Our analogue. Belt says good systems expend effort in flux and delegated dissipation but keep governance/twist minimal. TRM’s one-net design is literally minimal twist (fewer moving parts), while the heavy lifting (error decay) is delegated to a cheap, repeated micro-update loop (the recursion). That pushes entropy-efficiency (η_Σ) up: more valid work per unit dissipation.
Single-line ledger (Belt form):
[ (5.1) ] ΔW_real = W_flux + W_twist − Σ_macro + ε_res
Here TRM’s “less twist, more efficient local correction” corresponds to lower Σ_macro for similar or better ΔW_real (accuracy).
6) Attention-Free on Small Fixed Context ≈ Slot-Aware Dissipation
What TRM observes.

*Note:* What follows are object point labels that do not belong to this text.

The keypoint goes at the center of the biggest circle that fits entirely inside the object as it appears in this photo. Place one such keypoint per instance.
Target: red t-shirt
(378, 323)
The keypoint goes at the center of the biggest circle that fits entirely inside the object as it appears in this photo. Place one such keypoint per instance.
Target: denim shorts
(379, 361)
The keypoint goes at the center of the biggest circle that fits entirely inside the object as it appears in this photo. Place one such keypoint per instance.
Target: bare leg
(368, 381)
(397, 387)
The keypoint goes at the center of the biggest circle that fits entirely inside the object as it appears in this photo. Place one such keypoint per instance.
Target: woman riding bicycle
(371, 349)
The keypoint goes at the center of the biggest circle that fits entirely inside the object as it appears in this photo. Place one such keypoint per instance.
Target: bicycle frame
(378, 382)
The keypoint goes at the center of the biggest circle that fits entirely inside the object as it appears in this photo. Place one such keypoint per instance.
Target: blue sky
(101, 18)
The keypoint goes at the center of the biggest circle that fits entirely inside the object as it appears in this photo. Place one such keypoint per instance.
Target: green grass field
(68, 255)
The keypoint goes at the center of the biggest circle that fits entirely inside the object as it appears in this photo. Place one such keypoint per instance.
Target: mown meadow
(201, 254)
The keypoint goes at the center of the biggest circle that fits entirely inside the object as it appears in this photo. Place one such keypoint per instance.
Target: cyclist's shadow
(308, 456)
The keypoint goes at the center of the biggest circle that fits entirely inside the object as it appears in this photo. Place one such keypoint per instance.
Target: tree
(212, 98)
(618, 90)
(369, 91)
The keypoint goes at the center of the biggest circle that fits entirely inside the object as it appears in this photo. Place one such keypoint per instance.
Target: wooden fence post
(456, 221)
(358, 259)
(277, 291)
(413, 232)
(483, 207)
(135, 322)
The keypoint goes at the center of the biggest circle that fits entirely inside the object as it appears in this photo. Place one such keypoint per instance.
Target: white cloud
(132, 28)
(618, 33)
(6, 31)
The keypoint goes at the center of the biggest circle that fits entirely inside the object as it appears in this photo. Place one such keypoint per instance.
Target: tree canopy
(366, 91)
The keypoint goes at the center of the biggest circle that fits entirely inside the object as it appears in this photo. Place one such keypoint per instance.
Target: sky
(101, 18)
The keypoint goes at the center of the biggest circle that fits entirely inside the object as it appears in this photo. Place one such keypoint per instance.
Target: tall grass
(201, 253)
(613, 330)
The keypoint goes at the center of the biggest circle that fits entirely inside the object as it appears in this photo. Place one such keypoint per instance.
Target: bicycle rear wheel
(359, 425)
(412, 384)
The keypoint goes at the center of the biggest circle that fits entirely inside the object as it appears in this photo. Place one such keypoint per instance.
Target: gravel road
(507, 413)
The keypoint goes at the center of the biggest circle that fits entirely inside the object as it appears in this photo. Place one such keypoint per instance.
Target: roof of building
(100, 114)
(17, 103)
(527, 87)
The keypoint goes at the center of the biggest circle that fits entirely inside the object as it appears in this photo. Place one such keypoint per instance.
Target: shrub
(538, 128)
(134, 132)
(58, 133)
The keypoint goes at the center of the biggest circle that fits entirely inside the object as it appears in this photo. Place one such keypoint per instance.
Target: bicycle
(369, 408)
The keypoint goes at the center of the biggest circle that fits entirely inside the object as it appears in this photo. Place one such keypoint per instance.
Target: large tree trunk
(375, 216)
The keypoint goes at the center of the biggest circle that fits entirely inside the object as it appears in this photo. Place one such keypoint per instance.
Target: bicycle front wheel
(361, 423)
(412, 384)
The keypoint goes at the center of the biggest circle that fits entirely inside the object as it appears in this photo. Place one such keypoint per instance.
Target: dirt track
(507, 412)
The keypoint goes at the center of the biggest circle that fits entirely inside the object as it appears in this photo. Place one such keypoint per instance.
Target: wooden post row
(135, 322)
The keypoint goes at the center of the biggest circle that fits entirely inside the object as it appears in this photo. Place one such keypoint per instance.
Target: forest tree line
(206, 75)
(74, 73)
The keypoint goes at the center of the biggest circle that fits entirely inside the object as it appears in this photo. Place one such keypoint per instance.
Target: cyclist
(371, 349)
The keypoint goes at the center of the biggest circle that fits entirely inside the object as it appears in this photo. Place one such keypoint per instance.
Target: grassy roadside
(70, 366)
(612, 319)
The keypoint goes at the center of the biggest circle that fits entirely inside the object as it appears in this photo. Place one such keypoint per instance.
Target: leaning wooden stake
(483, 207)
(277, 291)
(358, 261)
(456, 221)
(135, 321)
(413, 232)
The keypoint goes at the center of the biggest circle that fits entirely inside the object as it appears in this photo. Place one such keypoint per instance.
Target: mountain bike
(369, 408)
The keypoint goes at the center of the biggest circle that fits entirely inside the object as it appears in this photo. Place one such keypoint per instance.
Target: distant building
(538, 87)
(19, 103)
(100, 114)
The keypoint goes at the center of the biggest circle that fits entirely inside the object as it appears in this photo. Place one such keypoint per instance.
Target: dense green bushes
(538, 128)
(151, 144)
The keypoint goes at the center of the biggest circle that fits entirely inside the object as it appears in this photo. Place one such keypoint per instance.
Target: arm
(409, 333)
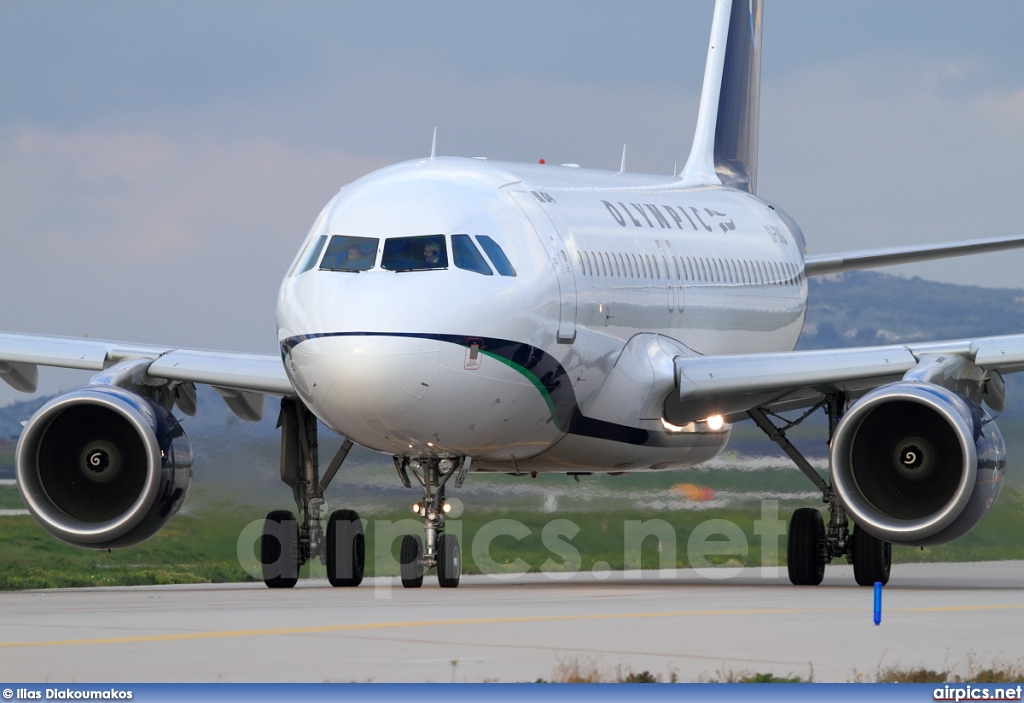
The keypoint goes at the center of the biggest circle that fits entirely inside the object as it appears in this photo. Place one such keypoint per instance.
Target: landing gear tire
(346, 548)
(871, 558)
(449, 561)
(279, 551)
(805, 547)
(412, 564)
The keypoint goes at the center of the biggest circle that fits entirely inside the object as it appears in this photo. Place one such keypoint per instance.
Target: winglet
(725, 143)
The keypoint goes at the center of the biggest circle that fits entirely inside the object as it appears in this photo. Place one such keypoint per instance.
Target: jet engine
(100, 467)
(915, 464)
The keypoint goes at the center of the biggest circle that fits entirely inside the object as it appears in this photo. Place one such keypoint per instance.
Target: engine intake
(916, 464)
(100, 467)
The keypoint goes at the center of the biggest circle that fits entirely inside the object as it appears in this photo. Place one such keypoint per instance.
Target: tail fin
(725, 145)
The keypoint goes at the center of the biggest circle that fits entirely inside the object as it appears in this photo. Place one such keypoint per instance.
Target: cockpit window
(312, 255)
(498, 257)
(467, 256)
(415, 253)
(349, 254)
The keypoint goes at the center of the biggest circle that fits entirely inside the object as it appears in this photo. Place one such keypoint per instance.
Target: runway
(940, 616)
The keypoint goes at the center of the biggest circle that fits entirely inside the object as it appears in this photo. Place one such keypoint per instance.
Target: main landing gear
(439, 550)
(287, 544)
(811, 543)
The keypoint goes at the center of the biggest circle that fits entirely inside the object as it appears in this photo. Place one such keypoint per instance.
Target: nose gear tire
(346, 548)
(412, 563)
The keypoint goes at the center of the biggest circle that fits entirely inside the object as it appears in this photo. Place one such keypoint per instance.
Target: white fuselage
(560, 366)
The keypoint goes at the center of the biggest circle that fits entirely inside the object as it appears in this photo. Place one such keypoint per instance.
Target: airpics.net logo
(978, 693)
(716, 548)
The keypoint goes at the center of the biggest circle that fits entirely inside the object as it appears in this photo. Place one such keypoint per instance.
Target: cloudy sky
(160, 162)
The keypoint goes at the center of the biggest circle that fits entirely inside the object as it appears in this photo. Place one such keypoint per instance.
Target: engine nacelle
(915, 464)
(100, 467)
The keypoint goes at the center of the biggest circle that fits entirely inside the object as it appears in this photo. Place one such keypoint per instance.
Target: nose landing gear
(437, 550)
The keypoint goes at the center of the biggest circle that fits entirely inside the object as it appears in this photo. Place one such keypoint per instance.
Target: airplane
(466, 315)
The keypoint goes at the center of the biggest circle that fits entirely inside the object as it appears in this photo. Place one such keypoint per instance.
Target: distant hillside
(864, 308)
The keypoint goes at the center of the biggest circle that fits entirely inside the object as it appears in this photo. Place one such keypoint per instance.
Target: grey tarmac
(940, 616)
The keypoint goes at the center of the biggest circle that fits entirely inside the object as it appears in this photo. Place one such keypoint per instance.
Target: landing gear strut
(287, 544)
(437, 548)
(811, 543)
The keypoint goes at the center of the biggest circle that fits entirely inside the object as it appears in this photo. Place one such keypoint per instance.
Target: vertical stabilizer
(725, 145)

For fixed, short contexts (Sudoku 9×9), replacing self-attention with an MLP-mixer-like sequence MLP boosts generalization (≈+10%); for larger 30×30 grids, attention returns as helpful. Inductive bias should match slot geometry.
Our analogue. In our slot-aware dissipative Lagrangian, structure-preserving penalties favor the simplest operator that respects domain topology; don’t over-parameterize a context that doesn’t need global attention. TRM’s switch between MLP and attention is precisely that slot-matched minimalism.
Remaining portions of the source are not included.